A Multicenter, Randomized, Placebo-Controlled, Double-Blinded, Phase I Trial to Evaluate the Safety and Immunogenicity of Live Recombinant Canarypox ALVAC-HIV vCP205 Combined With GM-CSF in Healthy, HIV-1 Uninfected Volunteers

This study has been completed.
Sponsor:
Information provided by (Responsible Party):
National Institute of Allergy and Infectious Diseases (NIAID)
ClinicalTrials.gov Identifier:
NCT00001090
First received: November 2, 1999
Last updated: May 16, 2012
Last verified: May 2012
  Purpose

To evaluate the safety and immunogenicity of live recombinant canarypox ALVAC-HIV vCP205 in combination with recombinant human granulocyte-macrophage colony-stimulating factor (GM-CSF) at 80 microg and 250 microg. [AS PER AMENDMENT 4/30/99: To study the safety of following 4 ALVAC immunizations with a nucleic acid gag/pol HIV-1 immunogen (APL-400-047, Wyeth-Lederle). To assess the ability of this sequence of immunization to boost the LTL, T-helper cell, and antibody response.] ALVAC-HIV candidate vaccines have induced HIV-specific CTL responses in more than half of recipients in some protocols. Depending on the HIV-1 gene products expressed by the particular ALVAC-HIV candidate vaccine, volunteers have generated anti-Envelope (vCP125, vCP205, and vCP300), anti-Gag (vCP205 and vCP300), and anti-Nef (vCP300) CTL activity. Although 3 to 4 immunizations with the different ALVAC-HIV experimental vaccines induce anti-HIV-1 neutralizing antibodies in a portion, often the majority, of volunteers, the geometric mean titers of these antibodies are modest, usually less than 50. This study will determine whether there is an increase in the anti-HIV antibody titers when GM-CSF is used as an adjuvant with ALVAC-HIV vCP205 and will also examine the kinetics and magnitude of the HIV-specific CTL response.


Condition Intervention Phase
HIV Infections
Biological: APL 400-047
Biological: ALVAC-HIV MN120TMG (vCP205)
Drug: Sargramostim
Phase 1

Study Type: Interventional
Study Design: Endpoint Classification: Safety Study
Masking: Double-Blind
Primary Purpose: Prevention
Official Title: A Multicenter, Randomized, Placebo-Controlled, Double-Blinded, Phase I Trial to Evaluate the Safety and Immunogenicity of Live Recombinant Canarypox ALVAC-HIV vCP205, Combined With Granulocyte-Macrophage Colony Stimulating Factor (GM-CSF) in Healthy, HIV-1 Uninfected Volunteers

Resource links provided by NLM:


Further study details as provided by National Institute of Allergy and Infectious Diseases (NIAID):

Estimated Enrollment: 36
Study Completion Date: October 1999
Detailed Description:

ALVAC-HIV candidate vaccines have induced HIV-specific CTL responses in more than half of recipients in some protocols.
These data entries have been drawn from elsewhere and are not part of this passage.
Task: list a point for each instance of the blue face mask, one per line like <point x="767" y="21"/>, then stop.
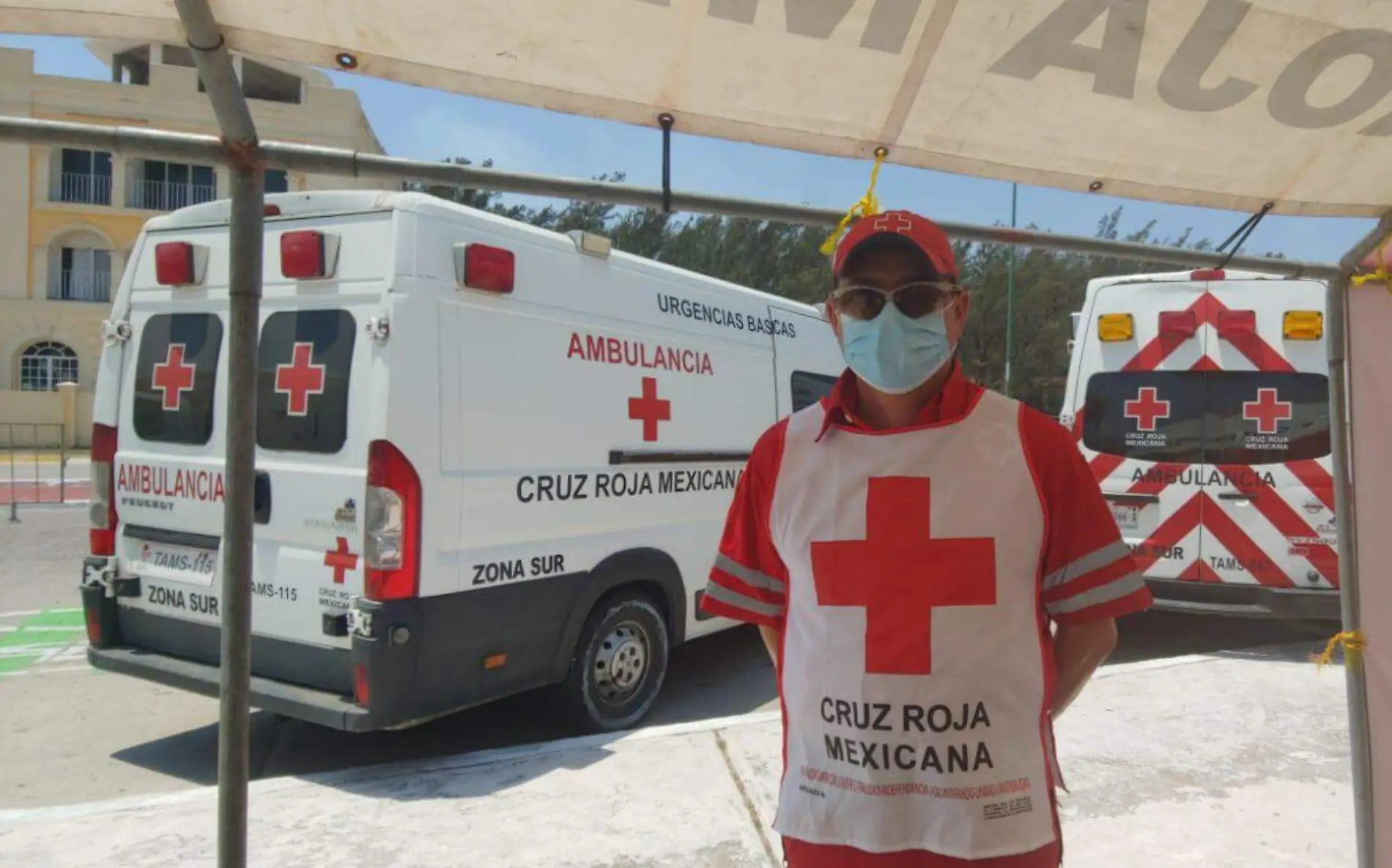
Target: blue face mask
<point x="892" y="352"/>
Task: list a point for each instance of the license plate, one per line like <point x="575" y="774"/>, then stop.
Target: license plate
<point x="177" y="563"/>
<point x="1127" y="518"/>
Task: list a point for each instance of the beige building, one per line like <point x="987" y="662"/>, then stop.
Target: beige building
<point x="69" y="218"/>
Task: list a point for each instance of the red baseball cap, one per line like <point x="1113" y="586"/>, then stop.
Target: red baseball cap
<point x="915" y="229"/>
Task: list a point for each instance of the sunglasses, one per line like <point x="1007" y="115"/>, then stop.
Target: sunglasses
<point x="914" y="301"/>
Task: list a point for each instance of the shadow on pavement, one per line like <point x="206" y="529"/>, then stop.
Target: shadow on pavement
<point x="716" y="676"/>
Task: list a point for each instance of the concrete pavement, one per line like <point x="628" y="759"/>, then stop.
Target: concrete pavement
<point x="1237" y="760"/>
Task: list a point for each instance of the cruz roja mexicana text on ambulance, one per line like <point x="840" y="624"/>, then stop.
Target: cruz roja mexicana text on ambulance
<point x="965" y="756"/>
<point x="620" y="483"/>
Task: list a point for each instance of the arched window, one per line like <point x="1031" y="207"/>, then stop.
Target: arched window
<point x="45" y="365"/>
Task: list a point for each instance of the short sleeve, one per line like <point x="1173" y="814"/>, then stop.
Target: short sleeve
<point x="749" y="580"/>
<point x="1089" y="572"/>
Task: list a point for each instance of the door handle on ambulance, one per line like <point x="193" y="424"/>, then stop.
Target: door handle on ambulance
<point x="1121" y="497"/>
<point x="261" y="498"/>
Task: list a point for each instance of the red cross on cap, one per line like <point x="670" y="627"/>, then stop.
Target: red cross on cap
<point x="923" y="233"/>
<point x="173" y="377"/>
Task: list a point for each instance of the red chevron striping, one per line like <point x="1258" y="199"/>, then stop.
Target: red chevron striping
<point x="1169" y="533"/>
<point x="1316" y="479"/>
<point x="1259" y="564"/>
<point x="1200" y="572"/>
<point x="1285" y="519"/>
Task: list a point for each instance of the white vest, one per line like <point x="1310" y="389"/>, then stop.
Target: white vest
<point x="906" y="730"/>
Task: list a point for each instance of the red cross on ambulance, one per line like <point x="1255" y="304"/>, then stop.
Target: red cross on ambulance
<point x="649" y="409"/>
<point x="1147" y="409"/>
<point x="173" y="377"/>
<point x="300" y="379"/>
<point x="340" y="560"/>
<point x="1267" y="411"/>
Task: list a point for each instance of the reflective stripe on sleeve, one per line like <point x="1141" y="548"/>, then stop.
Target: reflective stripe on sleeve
<point x="1093" y="561"/>
<point x="748" y="576"/>
<point x="723" y="594"/>
<point x="1113" y="590"/>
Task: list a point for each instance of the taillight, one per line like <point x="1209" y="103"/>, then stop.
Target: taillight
<point x="360" y="685"/>
<point x="391" y="524"/>
<point x="177" y="263"/>
<point x="102" y="511"/>
<point x="308" y="255"/>
<point x="1178" y="323"/>
<point x="1234" y="323"/>
<point x="485" y="267"/>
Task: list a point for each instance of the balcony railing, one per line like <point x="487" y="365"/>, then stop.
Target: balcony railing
<point x="83" y="190"/>
<point x="70" y="286"/>
<point x="167" y="196"/>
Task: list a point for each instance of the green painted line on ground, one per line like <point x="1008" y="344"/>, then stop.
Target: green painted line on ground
<point x="15" y="664"/>
<point x="56" y="618"/>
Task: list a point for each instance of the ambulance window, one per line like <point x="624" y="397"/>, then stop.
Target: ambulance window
<point x="176" y="376"/>
<point x="809" y="388"/>
<point x="1259" y="418"/>
<point x="303" y="373"/>
<point x="1146" y="415"/>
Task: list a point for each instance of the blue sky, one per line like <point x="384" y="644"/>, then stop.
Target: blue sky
<point x="431" y="124"/>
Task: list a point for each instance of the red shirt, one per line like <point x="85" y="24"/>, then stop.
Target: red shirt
<point x="1081" y="586"/>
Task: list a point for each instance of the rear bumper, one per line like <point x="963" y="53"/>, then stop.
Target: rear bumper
<point x="294" y="702"/>
<point x="1243" y="600"/>
<point x="425" y="657"/>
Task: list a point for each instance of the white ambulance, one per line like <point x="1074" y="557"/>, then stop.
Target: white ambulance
<point x="1200" y="399"/>
<point x="489" y="458"/>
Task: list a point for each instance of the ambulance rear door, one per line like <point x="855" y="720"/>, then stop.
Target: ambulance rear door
<point x="1270" y="516"/>
<point x="314" y="391"/>
<point x="1141" y="416"/>
<point x="807" y="358"/>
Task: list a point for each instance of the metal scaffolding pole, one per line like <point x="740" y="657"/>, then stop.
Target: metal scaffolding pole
<point x="1341" y="419"/>
<point x="340" y="162"/>
<point x="238" y="149"/>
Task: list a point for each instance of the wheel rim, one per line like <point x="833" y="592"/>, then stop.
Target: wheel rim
<point x="621" y="662"/>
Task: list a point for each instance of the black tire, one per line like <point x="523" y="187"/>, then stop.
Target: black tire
<point x="626" y="629"/>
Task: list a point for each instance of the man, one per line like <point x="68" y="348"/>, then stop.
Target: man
<point x="905" y="549"/>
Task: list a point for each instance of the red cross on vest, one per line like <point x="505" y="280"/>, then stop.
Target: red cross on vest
<point x="340" y="560"/>
<point x="1147" y="409"/>
<point x="1267" y="412"/>
<point x="900" y="574"/>
<point x="173" y="377"/>
<point x="651" y="409"/>
<point x="892" y="223"/>
<point x="300" y="380"/>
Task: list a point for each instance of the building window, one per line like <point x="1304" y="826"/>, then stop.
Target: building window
<point x="45" y="365"/>
<point x="269" y="84"/>
<point x="84" y="275"/>
<point x="166" y="187"/>
<point x="84" y="177"/>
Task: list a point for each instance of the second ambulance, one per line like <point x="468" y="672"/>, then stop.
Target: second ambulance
<point x="1200" y="399"/>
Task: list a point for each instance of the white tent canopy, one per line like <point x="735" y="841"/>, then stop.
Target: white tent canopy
<point x="1220" y="103"/>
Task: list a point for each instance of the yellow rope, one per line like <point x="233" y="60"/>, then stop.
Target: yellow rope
<point x="863" y="207"/>
<point x="1352" y="642"/>
<point x="1380" y="275"/>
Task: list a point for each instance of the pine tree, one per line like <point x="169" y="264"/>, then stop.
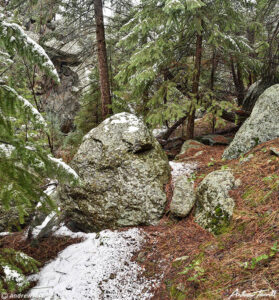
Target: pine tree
<point x="24" y="164"/>
<point x="162" y="46"/>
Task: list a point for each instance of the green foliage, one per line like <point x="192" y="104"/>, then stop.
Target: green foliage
<point x="24" y="160"/>
<point x="159" y="72"/>
<point x="13" y="266"/>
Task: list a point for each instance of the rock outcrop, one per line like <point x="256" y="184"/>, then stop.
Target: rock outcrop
<point x="214" y="206"/>
<point x="260" y="127"/>
<point x="123" y="170"/>
<point x="183" y="198"/>
<point x="254" y="92"/>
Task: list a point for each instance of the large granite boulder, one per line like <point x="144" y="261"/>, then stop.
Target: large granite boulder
<point x="214" y="206"/>
<point x="183" y="198"/>
<point x="260" y="127"/>
<point x="123" y="170"/>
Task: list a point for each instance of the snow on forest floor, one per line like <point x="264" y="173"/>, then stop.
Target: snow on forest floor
<point x="101" y="266"/>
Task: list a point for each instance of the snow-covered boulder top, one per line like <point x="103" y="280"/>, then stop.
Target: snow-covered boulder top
<point x="122" y="132"/>
<point x="124" y="171"/>
<point x="260" y="127"/>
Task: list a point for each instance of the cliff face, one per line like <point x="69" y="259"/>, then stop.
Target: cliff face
<point x="60" y="102"/>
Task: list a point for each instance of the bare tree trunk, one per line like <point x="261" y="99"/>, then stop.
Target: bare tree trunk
<point x="195" y="87"/>
<point x="238" y="82"/>
<point x="102" y="59"/>
<point x="214" y="64"/>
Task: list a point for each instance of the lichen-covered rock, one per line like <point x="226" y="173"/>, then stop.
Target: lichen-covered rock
<point x="123" y="170"/>
<point x="183" y="198"/>
<point x="260" y="127"/>
<point x="214" y="206"/>
<point x="215" y="139"/>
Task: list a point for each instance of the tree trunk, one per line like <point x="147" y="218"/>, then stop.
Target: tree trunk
<point x="238" y="82"/>
<point x="102" y="59"/>
<point x="214" y="64"/>
<point x="195" y="87"/>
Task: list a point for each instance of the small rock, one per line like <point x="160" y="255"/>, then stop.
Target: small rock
<point x="214" y="206"/>
<point x="247" y="158"/>
<point x="190" y="144"/>
<point x="183" y="197"/>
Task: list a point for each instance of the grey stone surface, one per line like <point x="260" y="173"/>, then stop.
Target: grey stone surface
<point x="183" y="198"/>
<point x="260" y="127"/>
<point x="190" y="144"/>
<point x="123" y="170"/>
<point x="214" y="206"/>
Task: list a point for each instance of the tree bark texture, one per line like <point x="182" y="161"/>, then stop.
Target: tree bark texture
<point x="102" y="59"/>
<point x="195" y="87"/>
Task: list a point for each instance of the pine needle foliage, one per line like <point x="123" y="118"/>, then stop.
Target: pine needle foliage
<point x="24" y="163"/>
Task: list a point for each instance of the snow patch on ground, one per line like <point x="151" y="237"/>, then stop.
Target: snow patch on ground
<point x="181" y="168"/>
<point x="98" y="268"/>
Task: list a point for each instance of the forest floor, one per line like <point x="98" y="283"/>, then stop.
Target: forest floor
<point x="177" y="259"/>
<point x="244" y="258"/>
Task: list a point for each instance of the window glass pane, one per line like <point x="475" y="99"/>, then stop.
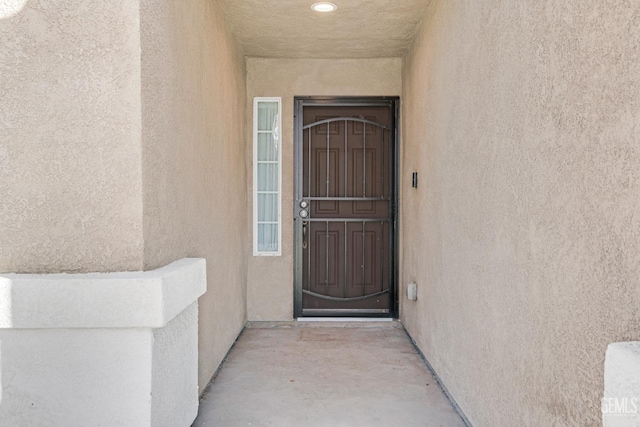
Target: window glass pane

Depending on the HIV-1 gene products expressed by the particular ALVAC-HIV candidate vaccine, volunteers have generated anti-Envelope (vCP125, vCP205, and vCP300), anti-Gag (vCP205 and vCP300), and anti-Nef (vCP300) CTL activity. Although 3 to 4 immunizations with the different ALVAC-HIV experimental vaccines induce anti-HIV-1 neutralizing antibodies in a portion, often the majority, of volunteers, the geometric mean titers of these antibodies are modest, usually less than 50. This study will determine whether there is an increase in the anti-HIV antibody titers when GM-CSF is used as an adjuvant with ALVAC-HIV vCP205 and will also examine the kinetics and magnitude of the HIV-specific CTL response.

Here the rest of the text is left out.